The boys and I, Ozzy included, hiked around Greenfield on Saturday afternoon. I knew there was an old cemetery near this house that I hadn't checked out yet. This house sits near the entrance of Greenfield, to the right as you drive in. When you walk up to the house, there is another trail that leads to the small family cemetery. Our visit was cut short as a big storm came through.
Interesting reading on the area:
The 'Holladay/ Bowyer House' National Register Site
By the time that Botetourt County was organized (in 1769), the acreage upon which the 'Bowyer/ Holladay House' would be constructed had already been farmed for more than two decades. The property's proximity to Fincastle, the county seat for a territory that once stretched to the Mississippi River, coupled with the well-watered, rich farmland made this land valuable. The topography in this part of the county lies in the limestone belt of Virginia, which results in fertile soil suitable for general farming and excellent for producing cereals, fruits, and grasses, as well as providing good grazing for livestock .
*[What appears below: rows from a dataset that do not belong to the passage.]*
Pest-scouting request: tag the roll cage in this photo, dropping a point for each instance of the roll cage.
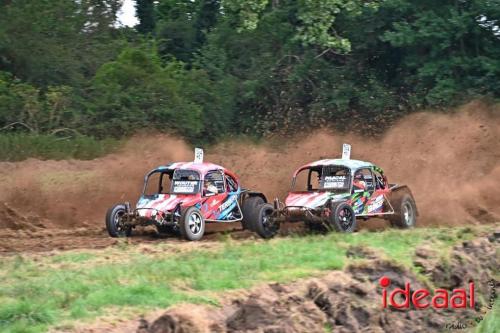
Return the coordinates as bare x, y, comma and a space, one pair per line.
227, 181
339, 178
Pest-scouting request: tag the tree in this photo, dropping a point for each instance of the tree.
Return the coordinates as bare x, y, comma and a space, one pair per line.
145, 11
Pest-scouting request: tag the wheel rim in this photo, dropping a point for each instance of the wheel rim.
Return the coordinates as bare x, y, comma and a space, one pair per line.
345, 218
408, 213
195, 223
118, 221
267, 222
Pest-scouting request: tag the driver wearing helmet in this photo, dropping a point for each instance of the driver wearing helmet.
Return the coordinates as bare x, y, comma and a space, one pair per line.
209, 187
359, 181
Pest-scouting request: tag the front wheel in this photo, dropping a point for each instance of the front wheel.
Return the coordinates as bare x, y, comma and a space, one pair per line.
250, 210
264, 224
114, 221
342, 217
192, 224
Like most of Virginia, from the eighteenth to the twentieth century, Botetourt County was primarily agricultural and rural. The geography of the Valley, unlike that of the tidewater or piedmont regions, did not favor large scale monoculture such as tobacco, and the trade routes from west to east were not adequate to transport large quantities of goods during the early nineteenth century . As a result, Valley farms differed from the large plantations east of the mountains that relied almost entirely on slave labor. Instead farms in the Valley were often smaller with a few slaves who worked alongside their masters in the fields . The number of slaves on Valley farms also tended to remain small throughout the antebellum era, with most slave owners owning less than five slaves. The Preston and Bowyer families residing at Greenfield in the eighteenth and nineteenth centuries were among the relatively few slave owners in Botetourt County possessing over twenty slaves.